Ha sido Magistrado Ponente el Ilmo. Sr. D. ANTONIO GUERRA GIMENO.

Antecedentes


PRIMERO.-Contra la sentencia identificada en el encabezamiento, se interpuso por D. Juan Alberto recurso de apelación ante esta Sala, suplicando se dictase sentencia .

SEGUNDO.-El Juzgado admitió a trámite el recurso de apelación, dando traslado a las demás partes para que en el plazo común de quince días pudieran formalizar la oposición al mismo, y en su caso, la adhesión a la apelación .

TERCERO.-Tramitada la apelación por el Juzgado, y recibidos los autos en la Sala, se designó Magistrado Ponente, y no habiéndose solicitado el recibimiento a prueba, ni la celebración de vista o conclusiones, se señaló para la votación y fallo el día 17/01/12, en que tuvo lugar la diligencia, quedando los autos conclusos para dictar la resolución procedente.

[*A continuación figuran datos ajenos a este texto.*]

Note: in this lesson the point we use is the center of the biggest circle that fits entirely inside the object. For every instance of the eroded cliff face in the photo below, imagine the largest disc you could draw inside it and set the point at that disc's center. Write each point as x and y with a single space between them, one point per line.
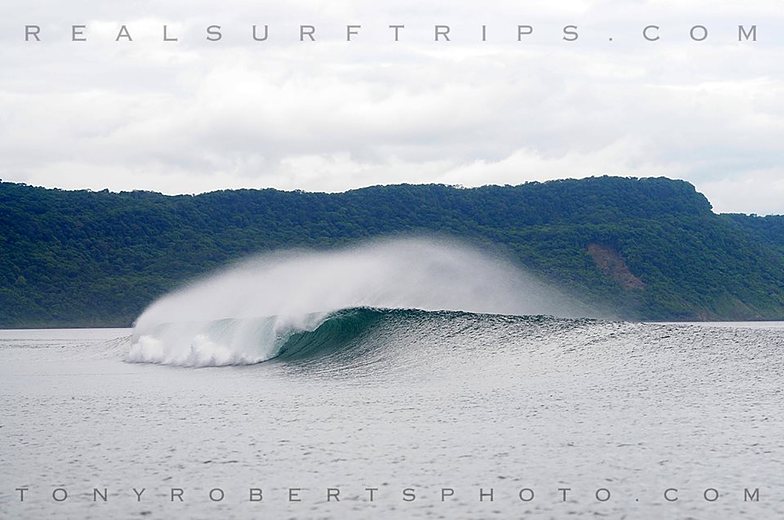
613 265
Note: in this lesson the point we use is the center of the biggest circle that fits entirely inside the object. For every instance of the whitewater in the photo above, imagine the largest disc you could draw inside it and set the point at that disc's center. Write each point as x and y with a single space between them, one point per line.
248 313
403 366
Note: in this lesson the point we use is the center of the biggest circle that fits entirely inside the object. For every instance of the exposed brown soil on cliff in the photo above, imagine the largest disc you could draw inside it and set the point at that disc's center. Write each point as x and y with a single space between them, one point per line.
614 266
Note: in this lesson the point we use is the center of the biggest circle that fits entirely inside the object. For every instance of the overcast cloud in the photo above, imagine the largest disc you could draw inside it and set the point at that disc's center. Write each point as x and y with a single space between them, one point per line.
193 116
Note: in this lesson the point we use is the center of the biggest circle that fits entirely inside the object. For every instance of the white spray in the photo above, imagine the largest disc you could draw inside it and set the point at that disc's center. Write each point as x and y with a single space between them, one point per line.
242 315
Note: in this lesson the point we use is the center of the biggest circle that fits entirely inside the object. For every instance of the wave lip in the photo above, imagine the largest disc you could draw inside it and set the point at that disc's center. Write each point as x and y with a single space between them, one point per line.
311 302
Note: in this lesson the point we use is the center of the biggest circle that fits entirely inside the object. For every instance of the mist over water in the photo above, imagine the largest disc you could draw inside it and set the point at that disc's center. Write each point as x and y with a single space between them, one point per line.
246 313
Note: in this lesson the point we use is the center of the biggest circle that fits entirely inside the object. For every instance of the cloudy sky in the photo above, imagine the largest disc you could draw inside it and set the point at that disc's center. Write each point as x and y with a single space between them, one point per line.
192 115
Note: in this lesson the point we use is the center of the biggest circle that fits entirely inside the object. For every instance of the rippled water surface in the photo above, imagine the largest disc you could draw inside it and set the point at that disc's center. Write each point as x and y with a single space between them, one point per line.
407 400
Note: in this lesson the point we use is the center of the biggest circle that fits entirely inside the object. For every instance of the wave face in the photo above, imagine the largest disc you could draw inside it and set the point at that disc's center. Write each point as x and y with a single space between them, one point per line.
303 304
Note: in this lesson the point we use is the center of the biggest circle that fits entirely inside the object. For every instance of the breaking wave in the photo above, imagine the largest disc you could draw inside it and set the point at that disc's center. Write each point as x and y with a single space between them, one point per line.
303 304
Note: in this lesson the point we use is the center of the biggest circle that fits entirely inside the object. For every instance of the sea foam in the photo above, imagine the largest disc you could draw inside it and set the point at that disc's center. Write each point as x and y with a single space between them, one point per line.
245 314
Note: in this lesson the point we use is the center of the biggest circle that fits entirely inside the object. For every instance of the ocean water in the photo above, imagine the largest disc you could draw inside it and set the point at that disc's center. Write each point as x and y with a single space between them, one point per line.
446 407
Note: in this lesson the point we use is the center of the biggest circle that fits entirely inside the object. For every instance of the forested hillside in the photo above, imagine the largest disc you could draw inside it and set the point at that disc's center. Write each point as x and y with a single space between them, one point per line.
648 248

CUARTO.-Se han observado las prescripciones legales en la tramitación del presente recurso de apelación.


Fundamentos


PRIMERO.-En el presente recurso de apelación interpuesto por la representación procesal de D. Juan Alberto , se impugna la sentencia dictada con fecha de 14 de octubre de 2008 por el Juzgado de lo Contencioso - Administrativo número 2 de los de Vitoria - Gasteiz , recaída en los autos del recurso contencioso-administrativo registrado con el número de Procedimiento Ordinario 355/2007.

La sentencia desestima el recurso jurisdiccional interpuesto contra la desestimación por silencio administrativo de la petición cursada a OSAKIDETZA - SERVICIO VASCO DE SALUD en demanda de indemnización y declaración de responsabilidad patrimonial de la Administración demandada, por daños y perjuicios ocasionados al apelante.

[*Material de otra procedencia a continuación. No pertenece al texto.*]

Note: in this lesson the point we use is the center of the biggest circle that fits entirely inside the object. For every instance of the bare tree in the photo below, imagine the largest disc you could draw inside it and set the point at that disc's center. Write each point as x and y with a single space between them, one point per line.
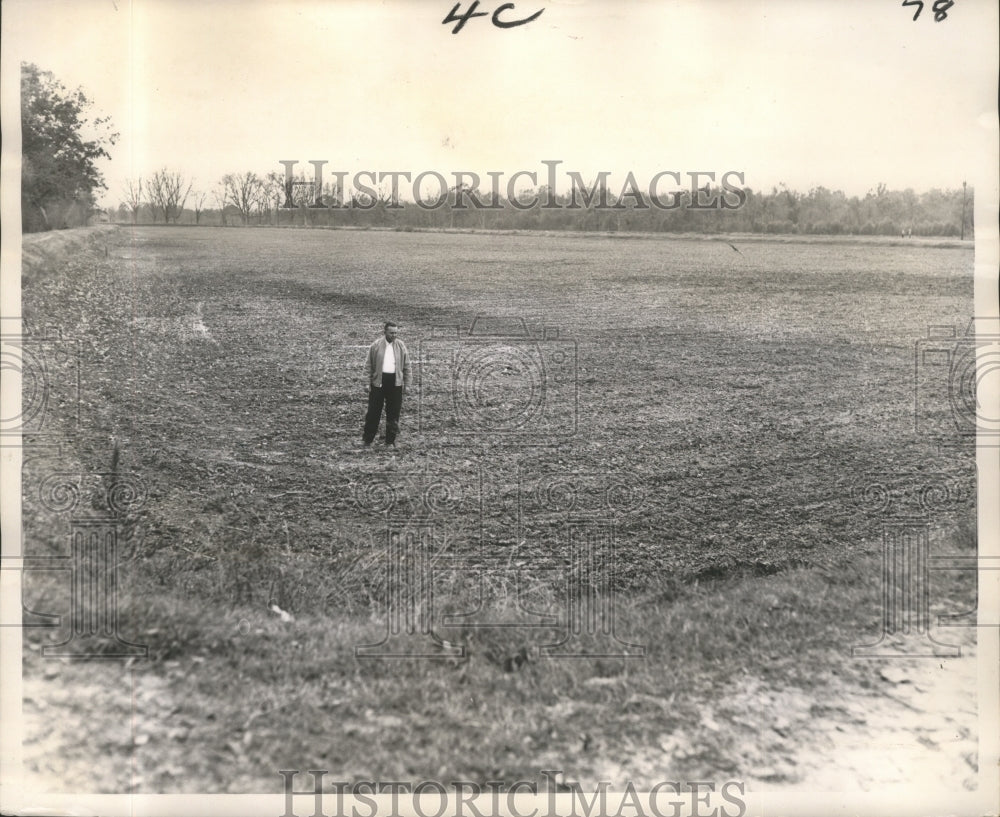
199 204
221 199
243 191
168 192
274 191
133 196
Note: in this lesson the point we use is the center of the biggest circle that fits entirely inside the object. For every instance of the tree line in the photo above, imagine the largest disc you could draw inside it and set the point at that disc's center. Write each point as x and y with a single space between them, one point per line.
63 139
250 199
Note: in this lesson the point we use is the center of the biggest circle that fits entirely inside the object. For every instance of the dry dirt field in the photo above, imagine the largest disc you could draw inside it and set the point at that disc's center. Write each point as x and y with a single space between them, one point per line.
669 438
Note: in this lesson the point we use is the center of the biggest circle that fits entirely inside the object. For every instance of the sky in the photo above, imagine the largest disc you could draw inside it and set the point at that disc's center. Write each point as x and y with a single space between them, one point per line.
844 94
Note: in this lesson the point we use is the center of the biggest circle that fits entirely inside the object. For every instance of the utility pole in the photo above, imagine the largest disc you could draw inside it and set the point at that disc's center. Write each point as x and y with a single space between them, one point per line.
963 210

Razón de decidir de la sentencia apelada.

La sentencia impugnada argumenta, lo siguiente en lo que interesa al presente recurso:

"Es objeto del presente procedimiento ordinario n° 355/07 la desestimación presunta, por silencio administrativo de la petición cursada por la parte recurrente al Servicio Vasco de Salud-Osakidetza en demanda de indemnización y declaración de responsabilidad patrimonial de la administración demandada, por daños y perjuicios ocasionados a la parte actora, quien alega en su escrito de demanda que acudió el día 19 de Julio de 2005 a la consulta del urólogo del'' ambulatorio de Txurdinaga por una disfunción eréctil; que se le prescribió una inyección intravenosa de Caverjet que le fue administrada en dicho centro por el citado urólogo el día 20.07.05 y pasados cinco minutos tuvo una erección muy brusca y repentina, indicándole el facultativo que se podía marchar y que para el futuro si lo necesitase bastaba con la prescripción de unas pastillas ya que su problema tenía un origen psicológico; que debido a la persistencia dolorosa de la erección, pasadas las 24 horas desde la inyección, llamó al médico de cabecera quien acude a su domicilio y le pauta un tratamiento de antiinflamatorios, recomendándole que acuda a urgencias si no le hicieran efecto; que ante la persistencia de la erección y el dolor el 23.07.05, acude a urgencias del Hospital de Basurto de Bilbao, con una erección completad dolorosa a la movilización y se le envía al Servicio de Urología del citada centro donde se le diagnostica un priapismo doloroso y con engrosamiento en la base. Se le practica un Eco-Doppler que informa ausencia de flujo arterial en cuerpos cavernosos con material puntiforme sugestivo de.posible fibrosis. Ante la persistencia de la dolorosa erección se le realiza al paciente una punción de cuerpos cavernosos no consiguiéndose disminuir la erección por lo que se le inyecta efredina, también sin éxito, y como sigue sin remitir la erección se repiten las maniobras de vaciamiento de los cuerpos cavernosos, siendo nuevamente infructuosas estas medidas; que en quirófano y bajo anestesia se realiza un Shunt cavernoso-glande y aspirado, no consiguiéndose el vaciamiento completo del pene; que como consecuencia de haber suministrado al solicitante por el urólogo la inyección intracavernosa de referencia, Don Juan Alberto , está afectado de una impotencia permanente de cuerpos cavernosos.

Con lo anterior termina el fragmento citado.